Der Film ist nicht viel mehr als das Filettieren und Offenlegen eines Falles, die Figuren sind auf das Funktionieren darin reduziert, sie haben keine Konflikte, resp. diese werden nicht offengelegt.

Kurz zum Lachen: die Kneipe „zum Silbersack“ und der Sportclub „zur Ritze“ – und das wars dann auch schon mit dem Humor. Vielleicht noch der Name Mr. Lippizaner.

Die Szenen informieren immer darüber, was passiert. Handlung existiert in diesem Sinne nicht, Konflikte müssen nicht gelöst werden, die würden die Filettierung stören, den reinen Kasus. Oft ist die Musik die einzige, die versucht dem Zuschauer mitzuteilen, dass hier Spannung beabsichtigt ist.

Die Ordentlichkeit von Inszenierung und Regie erweist dem gepflegten Fernsehspiel die Reverenz. Der Fotograf Corbijn belegt hier, dass er nicht sicher über eine fließende, smarte Filmsprache verfügt, der narrative Fluß ist zäh, viele Dinge, die nur der Information dienen, werden viel zu ausführlich behandelt, zum Beispiel die Verwanzung des Zimmers von Issa; so ist es nur illustrativ und nicht spannungserzeugend, die Info allein kann dem Zuschauer im Bruchteil einer Sekunde mit einem Bild mitgeteilt werden; hier wird sie ellenlang ins Detail ausgewalzt, um zu zeigen, wie das gemacht wird, Anleitung zur Installation von Wanzen.

Es gibt zwar die persönliche Pleitegeschichte von Bachmann in Beirut, weshalb er nach Hamburg degradiert wude, aber auf die Handlung, auf den Thrill hat sie keinen Einfluss, auch sie ist lediglich Information, die zu nichts nütze ist.

Wie Issa im plastikplanenverhängten Zimmer Papierflieger wirft und das vom Sicherheitsapparat beobachtet wird, scheint wie ein Poesieversuch; ein Hinweis auf seine Harmlosigkeit?

Was braucht es für einen guten Film, welche drei Dinge? Ein gutes Buch, ein gutes Buch, ein gutes Buch!

Issa versucht als einziger sein Rollenprofil zu erfüllen, dass er sich verloren fühle. Beim Satz, mit dem Bachmann seine Motivation erklären will, to make the world a better place, da ist nicht klar, ob der nun ironisches Zitat ist oder bierernste Geheimdienstideologie.

Und dann, welch dramatischer Aufwand, wie Abdullah seine letzte Unterschrift leisten soll.
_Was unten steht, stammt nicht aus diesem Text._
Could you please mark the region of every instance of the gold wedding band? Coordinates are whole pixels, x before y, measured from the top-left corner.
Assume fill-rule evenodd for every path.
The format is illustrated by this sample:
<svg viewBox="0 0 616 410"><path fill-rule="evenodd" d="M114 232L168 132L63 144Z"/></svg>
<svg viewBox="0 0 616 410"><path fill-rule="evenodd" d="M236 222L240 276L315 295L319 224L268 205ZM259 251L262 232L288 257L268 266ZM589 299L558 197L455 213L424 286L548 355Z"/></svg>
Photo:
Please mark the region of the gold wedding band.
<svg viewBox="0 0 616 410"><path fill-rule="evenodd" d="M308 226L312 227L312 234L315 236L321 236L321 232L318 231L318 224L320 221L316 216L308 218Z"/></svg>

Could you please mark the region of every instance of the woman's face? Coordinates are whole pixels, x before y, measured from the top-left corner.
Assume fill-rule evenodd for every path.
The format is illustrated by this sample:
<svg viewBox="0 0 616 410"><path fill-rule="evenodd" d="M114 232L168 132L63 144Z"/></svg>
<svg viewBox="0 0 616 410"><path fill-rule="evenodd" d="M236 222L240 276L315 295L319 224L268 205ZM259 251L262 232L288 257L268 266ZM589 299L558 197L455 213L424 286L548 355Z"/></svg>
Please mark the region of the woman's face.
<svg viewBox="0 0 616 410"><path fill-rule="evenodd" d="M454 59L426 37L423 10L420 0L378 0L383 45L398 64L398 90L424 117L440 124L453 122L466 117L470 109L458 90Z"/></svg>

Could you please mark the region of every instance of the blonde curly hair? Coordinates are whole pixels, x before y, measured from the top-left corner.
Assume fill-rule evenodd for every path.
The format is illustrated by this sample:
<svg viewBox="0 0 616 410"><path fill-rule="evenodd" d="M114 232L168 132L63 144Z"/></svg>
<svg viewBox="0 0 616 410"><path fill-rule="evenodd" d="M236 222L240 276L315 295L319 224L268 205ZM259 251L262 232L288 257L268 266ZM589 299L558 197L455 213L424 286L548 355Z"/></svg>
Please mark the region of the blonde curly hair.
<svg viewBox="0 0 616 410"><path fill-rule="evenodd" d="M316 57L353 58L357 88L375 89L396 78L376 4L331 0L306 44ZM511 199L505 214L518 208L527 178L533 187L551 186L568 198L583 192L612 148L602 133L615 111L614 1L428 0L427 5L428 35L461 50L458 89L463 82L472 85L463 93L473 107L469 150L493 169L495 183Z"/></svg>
Nur Pseudothrillerspannung, gespielt durch die anwesenden Beobachter, im Kinopublikum nicht ein Ausschlag spürbar, man weiß es theoretisch, dass er sich damit ans Messer liefern wird. Aber auch dies ist nur als Info in den Film gebracht worden und nicht als empirisch drohendes Verhängnis für ihn, wobei diese Figur einem sowieso herzlich wurst ist. Denn er ist gar nicht als Bösewicht vorgestellt worden.